Users can find information in MediaWiki by looking it up directly, and in Wikidata by reading Help:Navigating Wikidata.
MediaWiki
editThe MediaWiki API has several search-related modules.
You can make requests and view generated help at any wiki's /w/api.php
entry point, or fill in API request parameters at Special:ApiSandbox.
Search modules
edit- action=opensearch
- See API:Opensearch . Returns search results in OpenSearch format, each with Extension:TextExtracts on Wikimedia projects. View generated API help
- action=languagesearch
- Search for language names in any script. View generated API help
Query list submodules
editThese Query submodules return a list of wiki pages matching the search criteria, and some return additional information about each page. Furthermore, you can use each as a generator to provide many other Properties of the set of returned pages, such as a lead image, snippet, and/or page description.

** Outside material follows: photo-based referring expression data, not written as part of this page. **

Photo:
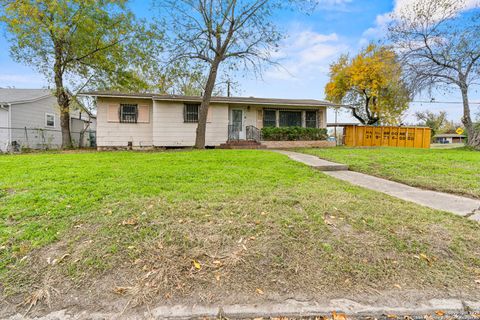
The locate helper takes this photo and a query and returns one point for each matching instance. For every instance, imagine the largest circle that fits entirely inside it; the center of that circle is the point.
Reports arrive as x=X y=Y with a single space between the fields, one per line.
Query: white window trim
x=54 y=120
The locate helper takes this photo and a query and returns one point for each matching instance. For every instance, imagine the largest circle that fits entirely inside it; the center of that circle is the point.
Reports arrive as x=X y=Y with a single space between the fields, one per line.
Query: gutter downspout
x=8 y=108
x=9 y=123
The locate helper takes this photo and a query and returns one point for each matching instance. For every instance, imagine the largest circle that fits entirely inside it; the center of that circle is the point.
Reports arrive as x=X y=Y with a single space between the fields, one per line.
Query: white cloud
x=401 y=6
x=21 y=80
x=305 y=54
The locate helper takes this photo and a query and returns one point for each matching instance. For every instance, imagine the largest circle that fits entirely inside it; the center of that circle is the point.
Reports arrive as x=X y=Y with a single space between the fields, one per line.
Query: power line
x=444 y=102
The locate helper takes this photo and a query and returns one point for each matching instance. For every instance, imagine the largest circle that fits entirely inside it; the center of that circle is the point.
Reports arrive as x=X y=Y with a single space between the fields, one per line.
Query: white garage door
x=3 y=130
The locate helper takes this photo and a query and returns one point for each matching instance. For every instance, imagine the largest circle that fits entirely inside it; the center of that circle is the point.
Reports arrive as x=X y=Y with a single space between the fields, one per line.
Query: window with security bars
x=269 y=118
x=311 y=119
x=290 y=118
x=190 y=113
x=128 y=113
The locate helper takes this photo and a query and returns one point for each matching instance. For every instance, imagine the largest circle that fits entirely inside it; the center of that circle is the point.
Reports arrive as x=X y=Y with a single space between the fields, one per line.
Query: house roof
x=449 y=135
x=229 y=100
x=15 y=96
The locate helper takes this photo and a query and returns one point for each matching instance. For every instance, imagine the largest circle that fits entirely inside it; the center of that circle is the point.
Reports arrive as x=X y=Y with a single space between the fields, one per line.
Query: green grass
x=84 y=224
x=447 y=170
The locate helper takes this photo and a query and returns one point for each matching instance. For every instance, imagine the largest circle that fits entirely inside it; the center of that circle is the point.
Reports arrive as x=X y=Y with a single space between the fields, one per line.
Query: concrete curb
x=289 y=308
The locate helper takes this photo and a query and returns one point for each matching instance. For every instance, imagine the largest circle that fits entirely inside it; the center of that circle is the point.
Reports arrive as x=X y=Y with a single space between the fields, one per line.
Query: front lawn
x=447 y=170
x=92 y=230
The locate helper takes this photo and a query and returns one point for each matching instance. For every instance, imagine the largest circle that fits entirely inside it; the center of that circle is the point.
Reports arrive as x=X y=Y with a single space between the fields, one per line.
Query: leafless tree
x=237 y=33
x=439 y=41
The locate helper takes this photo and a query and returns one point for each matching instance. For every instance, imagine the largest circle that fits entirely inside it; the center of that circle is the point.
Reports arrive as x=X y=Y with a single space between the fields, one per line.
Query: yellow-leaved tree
x=372 y=84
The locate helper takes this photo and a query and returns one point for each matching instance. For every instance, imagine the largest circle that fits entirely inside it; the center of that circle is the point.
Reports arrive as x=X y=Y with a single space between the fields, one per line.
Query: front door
x=238 y=123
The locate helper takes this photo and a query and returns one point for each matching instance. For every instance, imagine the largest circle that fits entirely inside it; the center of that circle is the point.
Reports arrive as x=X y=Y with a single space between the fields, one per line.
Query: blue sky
x=313 y=42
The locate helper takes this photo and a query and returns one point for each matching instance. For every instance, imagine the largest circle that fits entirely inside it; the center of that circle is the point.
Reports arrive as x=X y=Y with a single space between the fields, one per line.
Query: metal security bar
x=253 y=133
x=233 y=133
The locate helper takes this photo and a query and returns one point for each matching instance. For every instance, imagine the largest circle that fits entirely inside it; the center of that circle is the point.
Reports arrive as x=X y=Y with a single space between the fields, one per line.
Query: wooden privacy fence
x=369 y=136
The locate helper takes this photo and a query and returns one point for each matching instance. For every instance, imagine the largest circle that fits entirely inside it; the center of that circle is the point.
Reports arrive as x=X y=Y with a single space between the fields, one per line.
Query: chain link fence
x=23 y=139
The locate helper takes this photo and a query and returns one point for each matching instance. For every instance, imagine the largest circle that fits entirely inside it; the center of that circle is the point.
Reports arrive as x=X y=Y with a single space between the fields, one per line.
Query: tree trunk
x=203 y=111
x=472 y=132
x=63 y=99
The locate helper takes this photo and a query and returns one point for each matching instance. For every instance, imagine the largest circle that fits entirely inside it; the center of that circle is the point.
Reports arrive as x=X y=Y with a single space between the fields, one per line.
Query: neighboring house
x=30 y=118
x=151 y=120
x=449 y=138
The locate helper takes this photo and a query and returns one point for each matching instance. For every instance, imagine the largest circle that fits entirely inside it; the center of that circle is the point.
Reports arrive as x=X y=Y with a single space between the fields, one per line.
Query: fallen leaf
x=197 y=264
x=121 y=290
x=129 y=222
x=339 y=316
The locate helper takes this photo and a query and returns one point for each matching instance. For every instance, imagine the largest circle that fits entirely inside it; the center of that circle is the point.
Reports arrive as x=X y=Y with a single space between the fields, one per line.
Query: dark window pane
x=50 y=120
x=290 y=118
x=269 y=118
x=190 y=113
x=128 y=113
x=311 y=119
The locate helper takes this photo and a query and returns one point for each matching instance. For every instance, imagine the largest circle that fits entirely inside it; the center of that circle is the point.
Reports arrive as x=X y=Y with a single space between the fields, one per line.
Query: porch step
x=242 y=144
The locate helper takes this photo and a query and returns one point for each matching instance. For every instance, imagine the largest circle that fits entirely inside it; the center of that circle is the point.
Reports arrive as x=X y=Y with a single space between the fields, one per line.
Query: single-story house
x=449 y=138
x=146 y=120
x=30 y=118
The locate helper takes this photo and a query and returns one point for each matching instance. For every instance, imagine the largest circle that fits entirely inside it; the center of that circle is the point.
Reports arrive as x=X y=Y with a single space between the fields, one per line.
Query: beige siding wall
x=112 y=133
x=170 y=130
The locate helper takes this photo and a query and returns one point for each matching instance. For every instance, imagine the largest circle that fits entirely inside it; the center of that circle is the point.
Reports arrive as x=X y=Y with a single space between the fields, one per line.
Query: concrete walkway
x=462 y=206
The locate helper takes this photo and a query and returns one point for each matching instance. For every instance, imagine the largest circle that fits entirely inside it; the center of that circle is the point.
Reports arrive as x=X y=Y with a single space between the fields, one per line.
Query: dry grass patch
x=220 y=226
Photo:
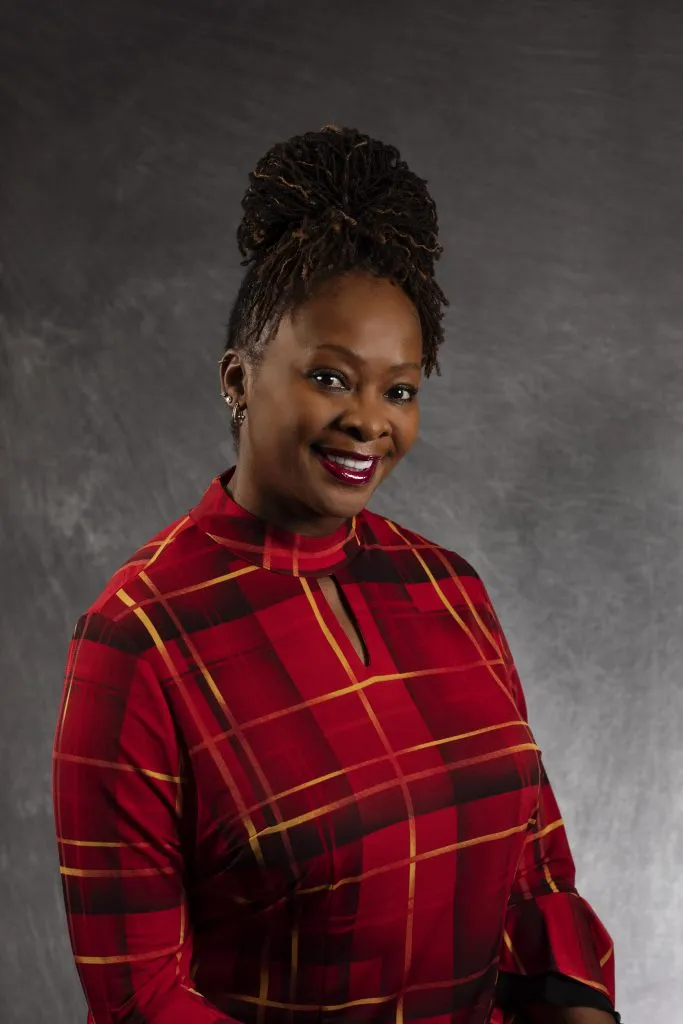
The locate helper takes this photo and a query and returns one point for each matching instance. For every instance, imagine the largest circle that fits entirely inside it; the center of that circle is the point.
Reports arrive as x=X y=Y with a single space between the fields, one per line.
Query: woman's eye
x=402 y=393
x=329 y=379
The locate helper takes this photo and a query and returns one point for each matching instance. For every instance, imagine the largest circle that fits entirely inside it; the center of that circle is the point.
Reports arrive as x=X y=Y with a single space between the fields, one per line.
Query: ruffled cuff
x=558 y=933
x=514 y=991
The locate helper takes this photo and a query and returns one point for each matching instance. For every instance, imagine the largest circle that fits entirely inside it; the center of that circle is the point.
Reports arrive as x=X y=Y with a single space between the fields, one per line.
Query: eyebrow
x=349 y=353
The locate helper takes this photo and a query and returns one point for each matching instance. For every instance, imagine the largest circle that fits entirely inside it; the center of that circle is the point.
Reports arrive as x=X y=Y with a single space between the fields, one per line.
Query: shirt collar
x=257 y=542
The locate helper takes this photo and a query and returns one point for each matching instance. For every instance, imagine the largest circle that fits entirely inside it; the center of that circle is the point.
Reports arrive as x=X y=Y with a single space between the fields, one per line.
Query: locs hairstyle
x=318 y=206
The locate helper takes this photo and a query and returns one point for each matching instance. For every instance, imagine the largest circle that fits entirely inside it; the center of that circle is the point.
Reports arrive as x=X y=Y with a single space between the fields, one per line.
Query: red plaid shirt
x=255 y=825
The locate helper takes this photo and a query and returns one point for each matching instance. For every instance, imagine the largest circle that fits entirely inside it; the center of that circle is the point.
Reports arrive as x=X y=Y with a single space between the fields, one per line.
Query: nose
x=366 y=418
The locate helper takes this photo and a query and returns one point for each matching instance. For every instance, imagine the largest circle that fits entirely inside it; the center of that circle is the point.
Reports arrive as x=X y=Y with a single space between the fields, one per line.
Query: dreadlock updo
x=321 y=205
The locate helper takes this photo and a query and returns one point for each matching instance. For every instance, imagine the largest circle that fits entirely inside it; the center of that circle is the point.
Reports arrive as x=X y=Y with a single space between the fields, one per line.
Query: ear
x=232 y=375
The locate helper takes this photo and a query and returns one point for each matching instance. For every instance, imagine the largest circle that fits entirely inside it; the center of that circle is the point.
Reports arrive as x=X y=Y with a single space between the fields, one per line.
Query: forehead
x=370 y=315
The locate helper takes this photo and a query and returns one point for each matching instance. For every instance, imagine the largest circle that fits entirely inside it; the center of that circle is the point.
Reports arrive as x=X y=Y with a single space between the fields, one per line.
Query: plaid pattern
x=253 y=824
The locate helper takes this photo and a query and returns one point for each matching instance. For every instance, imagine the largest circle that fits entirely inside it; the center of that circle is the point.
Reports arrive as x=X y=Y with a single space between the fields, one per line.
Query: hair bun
x=335 y=179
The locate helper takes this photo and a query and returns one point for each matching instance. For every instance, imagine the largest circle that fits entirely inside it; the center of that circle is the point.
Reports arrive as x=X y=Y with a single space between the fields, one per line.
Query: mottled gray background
x=552 y=136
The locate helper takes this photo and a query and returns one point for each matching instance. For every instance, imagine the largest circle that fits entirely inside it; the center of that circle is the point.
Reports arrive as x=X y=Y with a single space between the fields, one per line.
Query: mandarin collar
x=269 y=547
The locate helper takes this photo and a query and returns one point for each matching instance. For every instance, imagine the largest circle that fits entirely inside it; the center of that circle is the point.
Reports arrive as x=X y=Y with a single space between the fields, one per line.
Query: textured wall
x=551 y=446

- action=query list=prefixsearch
- Retrieves wiki page titles with the given prefix. See the showcase article Page info in search results. See module documentation for API:Prefixsearch and View generated API help.
- action=query list=search
- Uses the wiki search engine to find matching pages. On Wikimedia wikis it provides search results from CirrusSearch, returning typical search result information such as text snippets and page size. See module documentation for API:Search and View generated API help
- action=query list=geosearch
- If the GeoData extension is installed on the wiki, then this returns wiki pages near a location, with their geographical information. See the showcase article Showing nearby wiki information, module documentation for geosearch, and View generated API help.
Clients
editCommand line
editFrom the command line you can query the API using cURL to make the API request, then use jq to parse the JSON response.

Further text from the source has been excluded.